Malu 17/02/2010
O romance é dividido em três partes: Ester, Riacho Doce e Nô
- Ester: A infância da protagonista Edna/Eduarda, com 10 anos, onde vive com um casal de irmãos e seus pais e avó paterna, num vilarejo rural da Suécia. Edna é a caçula dos irmãos, tem a função na casa de cuidar dos porcos. Sua vida muda com a chegada da doce e meiga professora Ester, que substitui a anterior, rigorosa com todos. Ester se apega à pequena Edna, e lhe dá aulas extra-classe de música e piano. Edna nutre um sentimento único e possessivo por Ester, denotando traços homoeróticos, bem evidenciados quando do encontro de Ester com um músico num concerto deste. Edna desenvolve uma dependência emocional por Ester a ponto de tentar o suicídio, o qual leva cinco anos para se recuperar completamente. E na tentativa de se afastar da vida e família humildes, casa-se com o engenheiro Carlos, um menino do mesmo local mas criado fora, mesmo sem amá-lo. Carlos é contratado para explorar petróleo numa pacata região do nordeste brasileiro e o casal viaja para o Brasil.

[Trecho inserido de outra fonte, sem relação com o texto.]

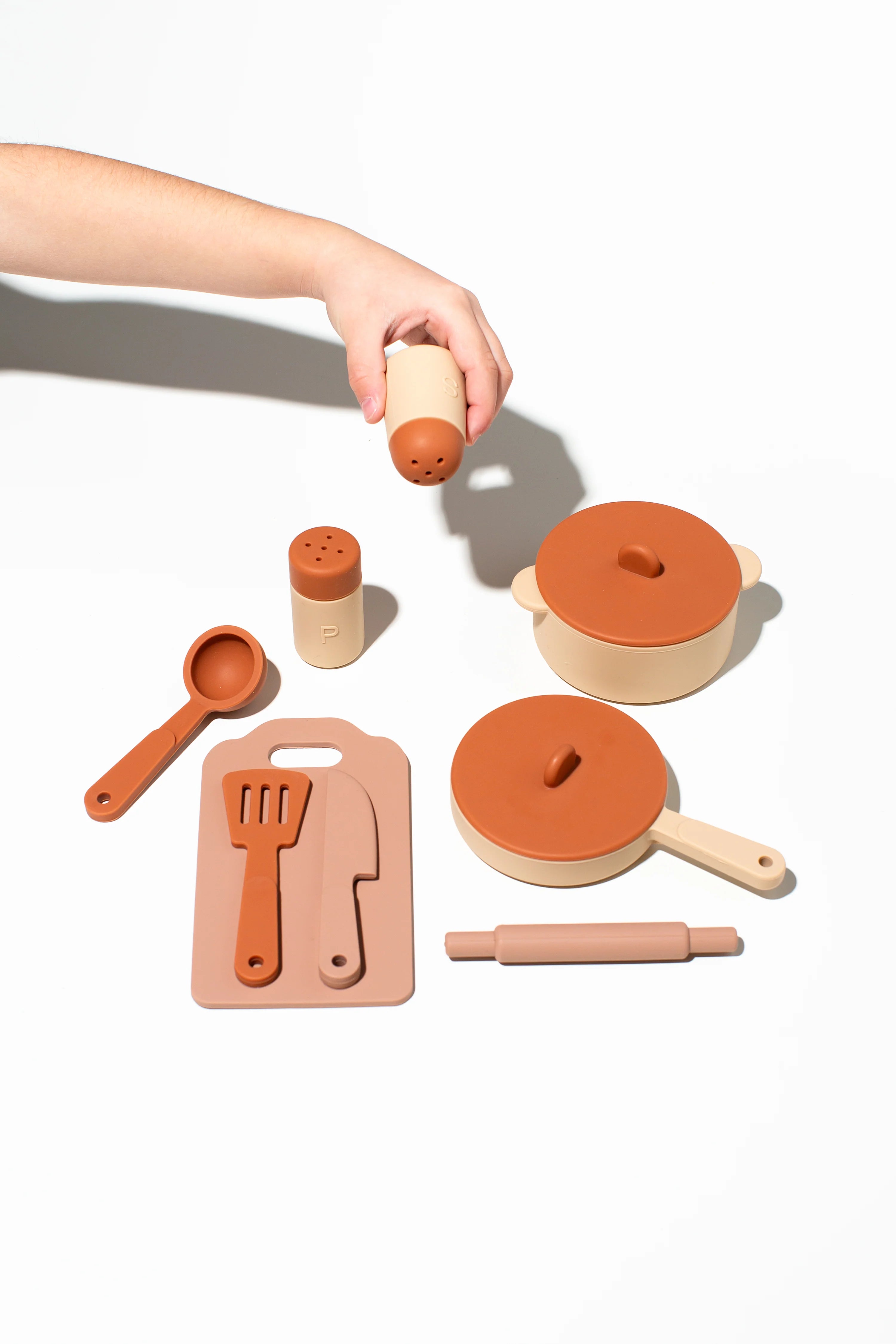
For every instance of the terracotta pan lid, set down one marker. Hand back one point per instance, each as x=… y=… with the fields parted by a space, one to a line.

- Riacho Doce: O casal de suecos aporta em Riacho Doce, pequena vila de pescadores de Maceió, e Edna se encanta com o local, e busca interagir com os moradores e cultura locais. O tempo vai passando e o casamento oportunista começa a se esfacelar e Edna passa a trocar a companhia do marido por longas caminhadas na areia e banhos infindáveis no mar. Num dos eventos locais, Edna conhece o mestiço Nô, morador local mas embarcadiço em navio cargueiro, em passagem por Riacho Doce, neto da grande matriarca da vila, a velha Aninha, mistura de benzedeira, curandeira e bruxa.
- Nô: Edna se encanta com o mulato e se entrega à paixão avassaladora. Nô também se sente envolvido com a “galega”, mas sua avó usa de seus poderes místicos-religiosos para afastar o casal, pois Aninha considera Edna arma do diabo para seduzir o neto favorito. O rapaz, assustado com as palavras proferidas pela avó, que o amaldiçoa por se unir ao demônio louro, se afasta de Edna.
O autor nesta obra não só denuncia o preconceito sócio-racial, a exploração da barata mão de obra nordestina pelos estrangeiros e à modernização desenfreada e destruidora de uma cultura, mas nos brinda com outras incursões:
- A força da mulher na trama é definida pelas matriarcas Elba e Aninha, avós paternas de Edna e Nô, respectivamente. Ambas centralizadoras, temidas, detentoras do poder no clã. As noras são subservientes e silenciosas, sofridas e agastadas pela dura vida que levam. Os homens, à exceção de Nô antes do “ataque” na praia após romper com Edna, são submissos às mães, inexpressivos e fracassados.
- A religião e preconceito a esta é bem delineada nos três momentos do livro: a família de Edna é Protestante, a de Carlos, Católica e Ester, Judaica. Na Suécia, a família de Edna é “cuidada” por um pastor severo, e no lado brasileiro, a religião é liderada e conduzida pela velha e intimidadora Aninha, uma junção do catolicismo fervoroso com a feitiçaria e curandeirismo mesclados com um fanatismo ignorante e patético dos moradores locais.
- Tanto a família de Carlos como a de Edna são contrárias ao casamento dos filhos por questões evidentemente religiosas. A expulsão de Ester da escola por suposta interferência negativa para Edna e as crianças do local mascara, na verdade, a ascendência judaica da jovem professora.
E o que mais impressiona em todo o romance, é a figura de um Deus sempre punitivo, enraivecido,que só faz castigar e atemorizar, remetendo à desgraça os seus fiéis seguidores!
E o riacho, que dá nome ao local, carrega o infortúnio, doença e morte em seu leito, desaguando num mar fértil, salvador e provedor das famílias que dele tiram sua sub-vivência.